Some patients indicated that they would like a follow-up call from the doctor or genetic counsellor after they have had an opportunity to process the information they received and to think of any questions that were not answered during their consultation or in the course of their own research afterwards. One patient who was involved in a research project as part of their clinical care felt they benefited from additional time to explain their condition provided by the supervising clinician-researcher.
The need for support for the psychological and mental health sequelae of interactions with clinical genetic services was also clear. As clinical genetic services often work in a way that is disconnected from patients’ regular healthcare setting, patients sometimes do not receive directions in finding reliable information or appropriate support. This supports the imperative to build capacity in primary care, particularly Aboriginal Community Controlled Health Services, as well as to ensure that patients always receive a summary of relevant information directly.
Parents of children with rare diseases described overwhelming feelings of isolation. Online communities (such as Facebook groups) were an important source of both support and information, however these were often found as a result of the parents’ own research, rather than on the suggestion of the practitioner or genetic counsellor.
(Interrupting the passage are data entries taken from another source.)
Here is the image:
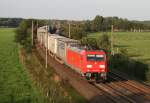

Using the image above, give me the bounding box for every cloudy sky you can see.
[0,0,150,20]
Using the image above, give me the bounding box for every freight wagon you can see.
[37,27,108,81]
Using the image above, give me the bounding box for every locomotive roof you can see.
[59,37,79,43]
[49,33,65,39]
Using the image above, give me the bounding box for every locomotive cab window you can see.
[87,54,104,61]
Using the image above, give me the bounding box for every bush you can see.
[109,48,148,81]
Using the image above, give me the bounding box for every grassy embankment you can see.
[0,28,86,103]
[88,32,150,83]
[0,28,45,103]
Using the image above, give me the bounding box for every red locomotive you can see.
[37,27,108,81]
[66,47,107,81]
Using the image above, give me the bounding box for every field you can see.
[88,32,150,63]
[0,28,44,103]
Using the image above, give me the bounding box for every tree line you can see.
[0,18,23,28]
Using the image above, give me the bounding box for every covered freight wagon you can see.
[48,34,65,54]
[56,38,79,62]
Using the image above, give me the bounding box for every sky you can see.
[0,0,150,21]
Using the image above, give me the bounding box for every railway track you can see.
[37,43,150,103]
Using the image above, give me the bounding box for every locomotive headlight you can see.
[86,65,92,68]
[99,65,105,68]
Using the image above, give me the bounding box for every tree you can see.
[97,34,111,51]
[83,20,92,32]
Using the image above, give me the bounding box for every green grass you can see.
[0,28,44,103]
[88,32,150,63]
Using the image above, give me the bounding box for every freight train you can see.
[37,26,108,81]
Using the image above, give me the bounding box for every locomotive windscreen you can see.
[87,54,104,61]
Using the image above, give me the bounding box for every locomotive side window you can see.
[87,54,104,61]
[96,55,104,61]
[87,54,95,61]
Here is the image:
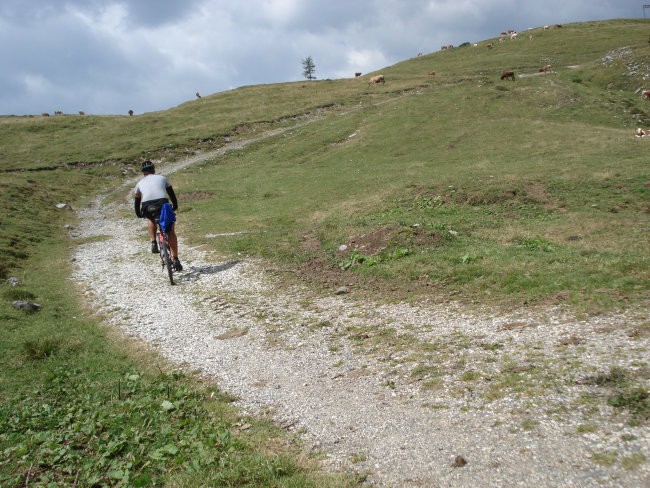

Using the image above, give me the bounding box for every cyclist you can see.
[133,160,183,271]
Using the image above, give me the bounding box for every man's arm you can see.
[133,194,142,219]
[167,185,178,210]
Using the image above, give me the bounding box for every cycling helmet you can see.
[140,160,156,173]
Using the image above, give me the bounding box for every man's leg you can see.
[147,219,160,254]
[168,224,178,258]
[147,219,156,242]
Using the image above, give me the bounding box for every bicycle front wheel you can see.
[160,241,174,285]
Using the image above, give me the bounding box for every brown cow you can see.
[368,75,386,86]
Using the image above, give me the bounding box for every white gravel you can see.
[72,155,650,487]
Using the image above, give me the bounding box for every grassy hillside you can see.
[0,20,650,308]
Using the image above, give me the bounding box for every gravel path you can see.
[68,149,650,487]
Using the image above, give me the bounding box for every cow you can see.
[368,75,386,86]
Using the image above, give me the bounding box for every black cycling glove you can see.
[133,197,143,219]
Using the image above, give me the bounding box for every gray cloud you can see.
[0,0,643,114]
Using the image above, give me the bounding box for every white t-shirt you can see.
[134,174,171,203]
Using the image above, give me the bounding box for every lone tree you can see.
[302,56,316,80]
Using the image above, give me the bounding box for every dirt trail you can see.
[68,125,650,487]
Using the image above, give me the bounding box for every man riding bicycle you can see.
[133,160,183,271]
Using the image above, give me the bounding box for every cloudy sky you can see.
[0,0,650,115]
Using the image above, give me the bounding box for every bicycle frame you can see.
[156,219,174,285]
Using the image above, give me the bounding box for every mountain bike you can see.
[156,219,174,285]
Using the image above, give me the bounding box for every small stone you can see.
[452,456,467,468]
[7,276,21,286]
[334,286,350,295]
[11,300,41,312]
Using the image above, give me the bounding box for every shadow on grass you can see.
[179,259,241,281]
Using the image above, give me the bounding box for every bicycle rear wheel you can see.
[160,241,174,285]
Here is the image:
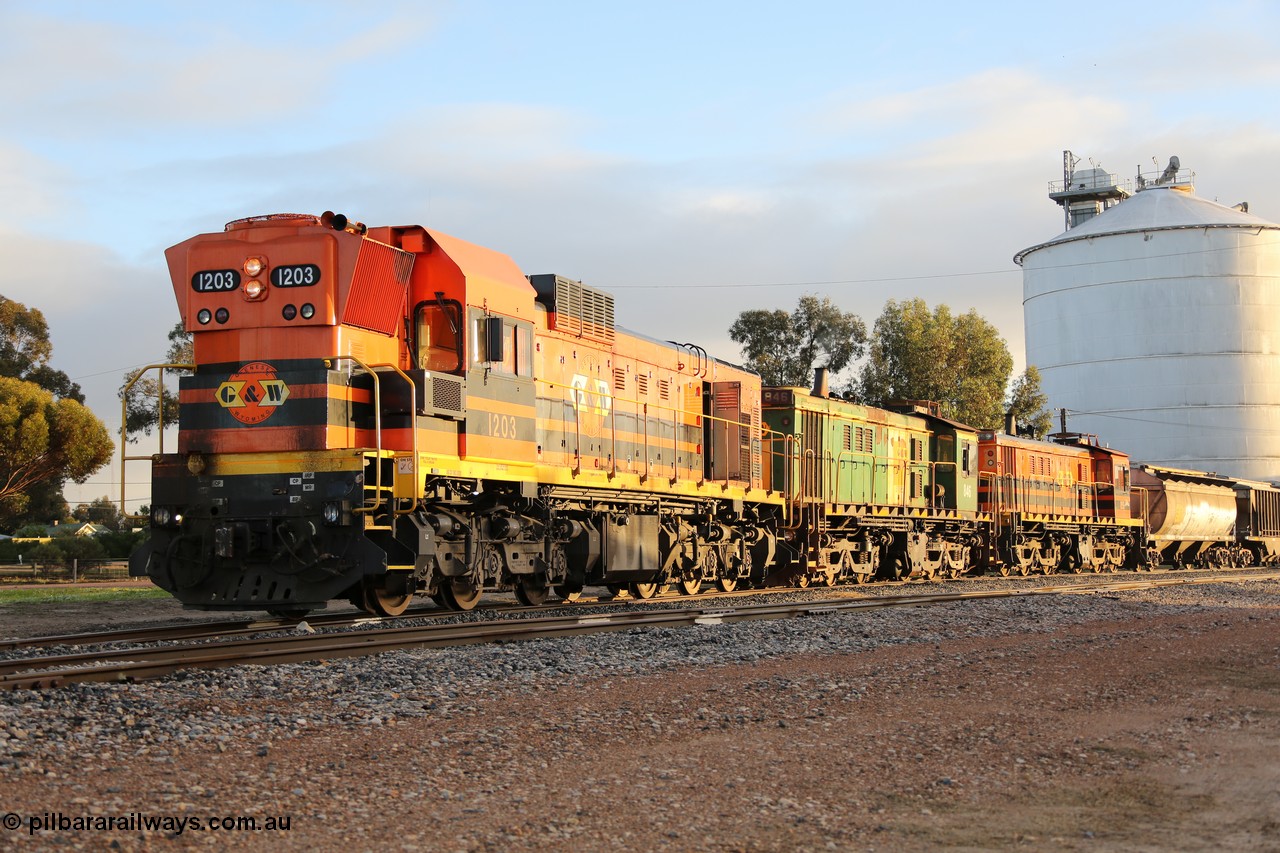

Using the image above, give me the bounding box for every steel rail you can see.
[0,567,1280,650]
[0,573,1280,689]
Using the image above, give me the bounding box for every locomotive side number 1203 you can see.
[489,411,516,438]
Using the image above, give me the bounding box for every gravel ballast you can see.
[0,573,1280,850]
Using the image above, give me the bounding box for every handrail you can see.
[372,362,422,515]
[325,355,417,515]
[120,362,196,520]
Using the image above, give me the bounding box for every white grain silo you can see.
[1014,152,1280,480]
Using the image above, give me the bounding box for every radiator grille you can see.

There was also a strong desire to form linkages with other Aboriginal families, in order to have their life experience, worldview and perceptions of disability that may differ from those of white parents validated. The lack of Aboriginal-specific support groups for most genetic conditions was an issue for some parents, such as one who “felt worse” after accessing a mainstream support group that felt alienating (Parent, WA).
Themes relating to post-appointment support are equally, if not more, relevant to patients and families for whom attending the genetics services does not achieve a definitive diagnosis. As this group continue on their diagnostic odyssey, feelings of helplessness, uncertainty and confusion are common, however among our participants, there were no examples of these patients receiving appropriate psychological support after attending genetic services.
Planning for the future
A significant source of anxiety expressed by a number of parents related to being asked to return to the service with their children at some point in the future (such as “five years” or “when the children are adults”), without a definitive time frame being given, nor the ability to arrange a reminder call to arrange an appointment.
A few patients who were diagnosed with a condition they were at risk of passing on to their children were told to return when they were considering starting a family. While discussing the reproductive implications of a diagnosis may not be of immediate concern, this gap in information was a significant burden, especially among young women who were pragmatic about the reality of unplanned pregnancies. One mother spoke about continued feelings of uncertainty and stress more than five years after attending the service indicating that she thought there was a real possibility one of her sons might have a child before they returned to the genetic service in their late teens to discuss the risk to their offspring (Parent, QLD).
2Australian slang – bottom or genitalia.